My ? Is...... Would it be sweet or creepy to take a girl on a first date to chigago?
creepy.
this girl im hooking up with thought my ring was a purity ring... apparently im taking it too slow
official worst smell ever. a used condom that has gone through the dryer.
I saw the video from Saturday. So, how much did I drink for me to think I was a duck and strip my clothes?
Hey its the Filipino guy from last night. I just wanted to say sorry my friend bled all over your driveway.

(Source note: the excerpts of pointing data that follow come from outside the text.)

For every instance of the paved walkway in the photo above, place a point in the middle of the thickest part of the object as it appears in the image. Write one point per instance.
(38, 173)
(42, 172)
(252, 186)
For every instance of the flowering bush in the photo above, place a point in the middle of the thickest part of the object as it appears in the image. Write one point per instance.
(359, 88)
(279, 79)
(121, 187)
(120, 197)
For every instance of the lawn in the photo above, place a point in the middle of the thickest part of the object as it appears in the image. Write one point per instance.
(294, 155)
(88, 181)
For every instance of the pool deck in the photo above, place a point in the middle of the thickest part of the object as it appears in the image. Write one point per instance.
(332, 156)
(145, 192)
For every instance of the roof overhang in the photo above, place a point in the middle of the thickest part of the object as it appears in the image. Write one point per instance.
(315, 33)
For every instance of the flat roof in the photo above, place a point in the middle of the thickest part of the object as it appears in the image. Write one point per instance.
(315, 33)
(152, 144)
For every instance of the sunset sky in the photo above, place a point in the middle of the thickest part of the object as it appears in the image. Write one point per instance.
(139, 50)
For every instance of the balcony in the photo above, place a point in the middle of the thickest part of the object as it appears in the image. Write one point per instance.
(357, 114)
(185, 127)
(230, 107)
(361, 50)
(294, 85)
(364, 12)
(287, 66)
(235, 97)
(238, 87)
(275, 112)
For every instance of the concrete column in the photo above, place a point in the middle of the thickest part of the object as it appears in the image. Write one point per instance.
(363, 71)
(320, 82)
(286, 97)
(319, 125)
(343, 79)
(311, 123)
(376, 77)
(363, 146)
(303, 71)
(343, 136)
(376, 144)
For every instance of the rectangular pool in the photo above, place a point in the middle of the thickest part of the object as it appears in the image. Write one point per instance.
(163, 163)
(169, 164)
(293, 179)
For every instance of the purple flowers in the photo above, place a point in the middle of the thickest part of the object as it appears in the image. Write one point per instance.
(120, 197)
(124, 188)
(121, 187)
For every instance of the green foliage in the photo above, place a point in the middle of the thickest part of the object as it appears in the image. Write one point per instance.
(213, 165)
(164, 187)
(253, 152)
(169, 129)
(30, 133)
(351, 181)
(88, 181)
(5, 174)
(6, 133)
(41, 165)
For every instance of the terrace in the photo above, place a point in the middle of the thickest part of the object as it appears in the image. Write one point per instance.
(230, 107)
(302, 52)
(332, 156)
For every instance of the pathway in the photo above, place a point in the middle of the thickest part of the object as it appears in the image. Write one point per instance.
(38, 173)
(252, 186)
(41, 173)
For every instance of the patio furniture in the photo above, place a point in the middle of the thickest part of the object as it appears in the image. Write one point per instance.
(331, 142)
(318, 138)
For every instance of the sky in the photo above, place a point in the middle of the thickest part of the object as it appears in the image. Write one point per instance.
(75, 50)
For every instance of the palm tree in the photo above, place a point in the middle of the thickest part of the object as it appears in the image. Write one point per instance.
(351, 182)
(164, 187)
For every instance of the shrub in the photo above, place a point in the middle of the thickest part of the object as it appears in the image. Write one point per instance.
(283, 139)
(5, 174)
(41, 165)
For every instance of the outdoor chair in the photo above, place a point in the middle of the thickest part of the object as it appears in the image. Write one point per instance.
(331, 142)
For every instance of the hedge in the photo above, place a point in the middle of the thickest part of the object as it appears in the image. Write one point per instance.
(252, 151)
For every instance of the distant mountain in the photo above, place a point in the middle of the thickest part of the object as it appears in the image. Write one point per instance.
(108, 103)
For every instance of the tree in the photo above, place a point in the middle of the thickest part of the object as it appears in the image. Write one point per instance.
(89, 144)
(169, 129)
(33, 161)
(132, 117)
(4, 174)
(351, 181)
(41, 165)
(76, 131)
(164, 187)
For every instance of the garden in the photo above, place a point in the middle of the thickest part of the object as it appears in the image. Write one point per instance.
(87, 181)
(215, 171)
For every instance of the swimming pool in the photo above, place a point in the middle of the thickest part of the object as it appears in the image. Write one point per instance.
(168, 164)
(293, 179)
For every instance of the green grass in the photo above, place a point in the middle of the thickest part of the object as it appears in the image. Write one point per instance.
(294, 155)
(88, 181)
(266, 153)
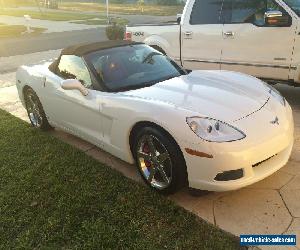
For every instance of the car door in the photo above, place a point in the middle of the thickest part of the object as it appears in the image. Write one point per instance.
(201, 35)
(252, 46)
(78, 114)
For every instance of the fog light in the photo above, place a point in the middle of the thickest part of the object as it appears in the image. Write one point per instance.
(230, 175)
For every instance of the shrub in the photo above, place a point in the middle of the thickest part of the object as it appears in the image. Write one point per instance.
(115, 32)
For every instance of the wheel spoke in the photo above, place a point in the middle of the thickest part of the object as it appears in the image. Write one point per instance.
(163, 157)
(145, 156)
(163, 174)
(152, 173)
(151, 145)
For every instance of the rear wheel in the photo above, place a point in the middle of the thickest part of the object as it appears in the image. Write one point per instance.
(159, 160)
(35, 110)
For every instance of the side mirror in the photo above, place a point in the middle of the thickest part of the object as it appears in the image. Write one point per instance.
(178, 18)
(71, 84)
(276, 18)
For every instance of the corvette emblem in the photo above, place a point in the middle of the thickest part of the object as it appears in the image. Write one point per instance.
(276, 121)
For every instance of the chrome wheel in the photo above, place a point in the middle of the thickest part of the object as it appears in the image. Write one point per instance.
(154, 162)
(34, 112)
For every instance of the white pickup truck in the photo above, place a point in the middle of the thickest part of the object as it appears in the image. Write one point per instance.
(257, 37)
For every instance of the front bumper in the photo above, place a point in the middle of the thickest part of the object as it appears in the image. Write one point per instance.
(265, 150)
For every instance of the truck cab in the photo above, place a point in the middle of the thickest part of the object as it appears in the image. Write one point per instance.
(257, 37)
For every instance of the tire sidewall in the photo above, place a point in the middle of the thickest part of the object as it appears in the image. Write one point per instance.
(178, 164)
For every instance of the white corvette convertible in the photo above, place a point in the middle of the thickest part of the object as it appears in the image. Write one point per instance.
(212, 130)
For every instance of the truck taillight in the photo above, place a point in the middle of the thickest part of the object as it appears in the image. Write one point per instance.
(128, 36)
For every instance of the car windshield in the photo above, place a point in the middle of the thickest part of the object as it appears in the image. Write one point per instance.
(132, 67)
(294, 5)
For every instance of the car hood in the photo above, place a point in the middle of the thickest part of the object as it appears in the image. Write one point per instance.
(222, 95)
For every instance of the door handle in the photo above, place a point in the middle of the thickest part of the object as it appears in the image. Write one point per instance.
(228, 34)
(188, 34)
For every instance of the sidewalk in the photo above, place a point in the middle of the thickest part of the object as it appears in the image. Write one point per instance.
(268, 207)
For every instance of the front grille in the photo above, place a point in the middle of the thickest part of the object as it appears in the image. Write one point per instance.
(261, 162)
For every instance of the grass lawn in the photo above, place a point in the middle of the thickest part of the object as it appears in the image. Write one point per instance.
(53, 196)
(9, 31)
(157, 10)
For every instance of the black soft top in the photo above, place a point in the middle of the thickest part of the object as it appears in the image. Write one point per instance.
(86, 48)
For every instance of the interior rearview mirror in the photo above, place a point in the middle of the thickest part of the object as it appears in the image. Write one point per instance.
(276, 18)
(71, 84)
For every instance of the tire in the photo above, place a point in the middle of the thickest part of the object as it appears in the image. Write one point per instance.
(159, 160)
(35, 110)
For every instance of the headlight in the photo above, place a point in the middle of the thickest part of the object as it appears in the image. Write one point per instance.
(276, 94)
(213, 130)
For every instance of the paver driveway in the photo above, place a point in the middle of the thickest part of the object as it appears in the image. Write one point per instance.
(271, 206)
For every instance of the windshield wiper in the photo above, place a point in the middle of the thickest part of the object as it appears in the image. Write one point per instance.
(149, 57)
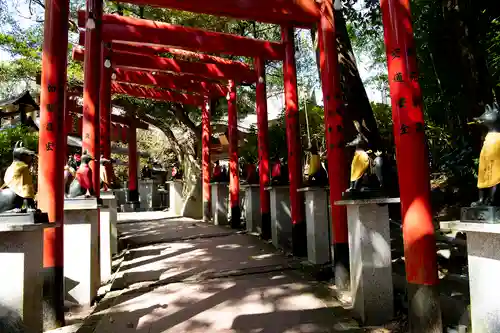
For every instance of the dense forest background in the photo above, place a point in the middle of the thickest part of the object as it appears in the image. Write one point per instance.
(458, 48)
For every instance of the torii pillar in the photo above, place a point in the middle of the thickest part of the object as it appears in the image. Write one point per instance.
(263, 147)
(205, 147)
(413, 169)
(91, 83)
(234, 175)
(133, 185)
(334, 124)
(299, 232)
(105, 103)
(50, 156)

Great party though.
Yeah I tried to leave with 3 drinks and the bouncer wouldn't let me, I slammed all 3 right in front of him and football spiked them in the trash can
Ok see being that I'm not present or participating your vague texts "neeeeed that" and "vagina" leave a lot to question.
Your two fuck buddies playing ping pong together. HOW. ADORABLE!

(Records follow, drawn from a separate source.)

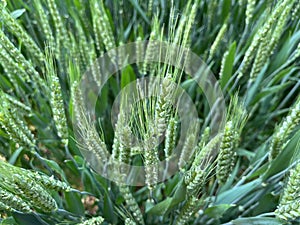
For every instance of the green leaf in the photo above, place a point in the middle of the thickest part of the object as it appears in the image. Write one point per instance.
(218, 210)
(138, 8)
(161, 208)
(128, 76)
(228, 65)
(17, 13)
(236, 193)
(269, 91)
(284, 159)
(73, 203)
(28, 219)
(108, 209)
(256, 221)
(12, 160)
(54, 166)
(8, 221)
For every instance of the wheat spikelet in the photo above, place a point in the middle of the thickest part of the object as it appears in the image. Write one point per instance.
(18, 30)
(289, 207)
(94, 221)
(249, 11)
(129, 221)
(13, 202)
(132, 204)
(49, 183)
(34, 193)
(170, 138)
(217, 41)
(187, 210)
(56, 100)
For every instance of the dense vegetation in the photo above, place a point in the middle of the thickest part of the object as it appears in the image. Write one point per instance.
(239, 167)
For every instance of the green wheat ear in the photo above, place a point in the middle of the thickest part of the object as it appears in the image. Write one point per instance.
(236, 121)
(284, 129)
(289, 206)
(93, 221)
(56, 99)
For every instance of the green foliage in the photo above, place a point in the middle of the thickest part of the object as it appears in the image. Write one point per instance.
(244, 173)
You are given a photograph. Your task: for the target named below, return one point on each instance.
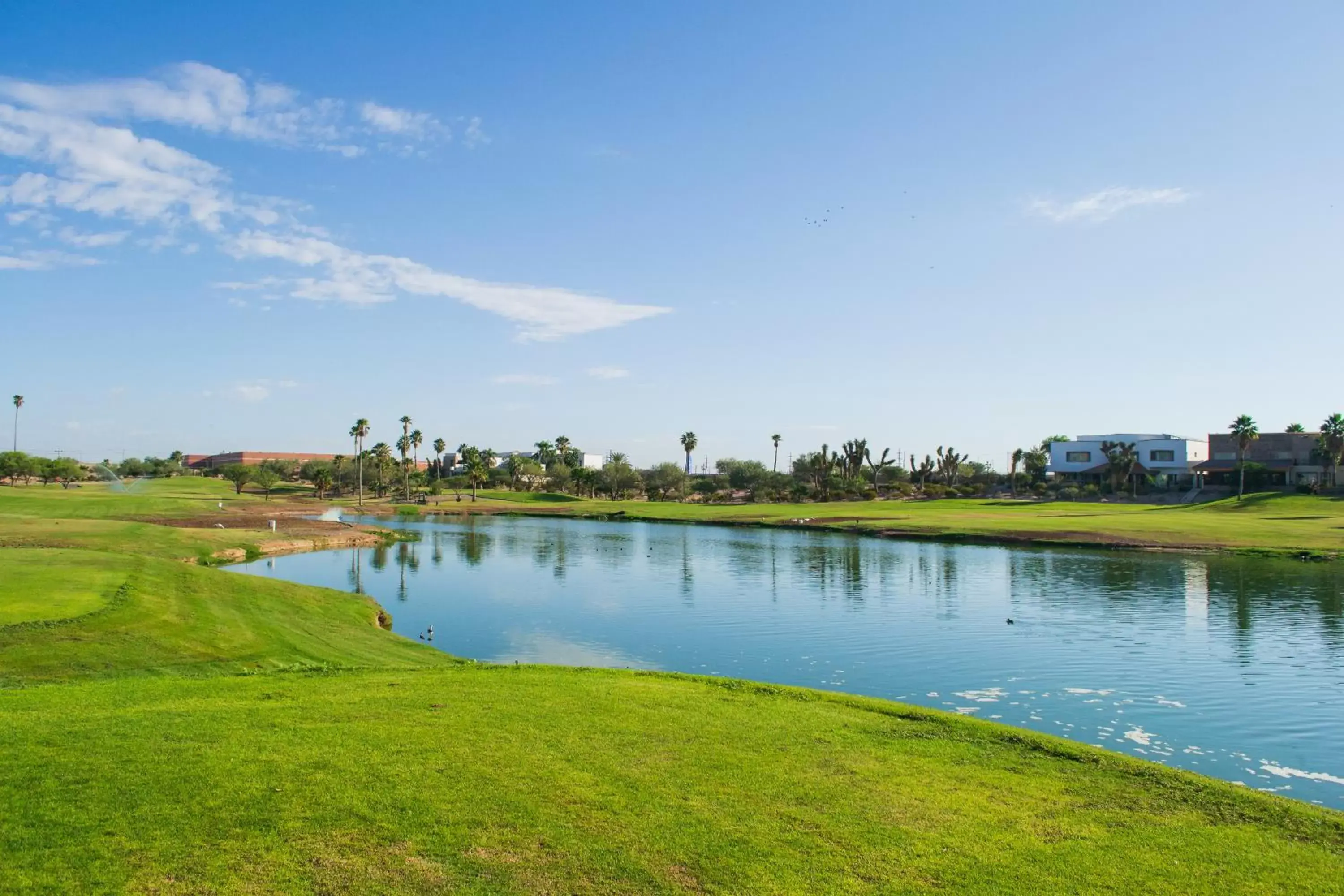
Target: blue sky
(242, 228)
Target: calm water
(1228, 667)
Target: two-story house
(1170, 460)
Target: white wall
(1186, 453)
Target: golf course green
(171, 728)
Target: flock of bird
(815, 222)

No, "because my penis told me to" is not an acceptable answer to that question
We have a guy passed out in the bathroom with one of our pots. Not sure if he's your friend so I let him be
It's an "im going to have to shit with the lights off" type of morning
yeah the cable guy is coming and everybody is hiding all the pieces in the house. we are up to thirty two. like a fun game of smokable scavener hunt.
I'm keeping track of how many times I've said "Shhh, act like you're not naked." in my life. So far, 3 times.
If its possible to have a hickey on your nipple, I have one. Thank you.
As long as he continues to be our subleaser and continues to fuck me, I think it's acceptable for me to steal a piece of bread here and there.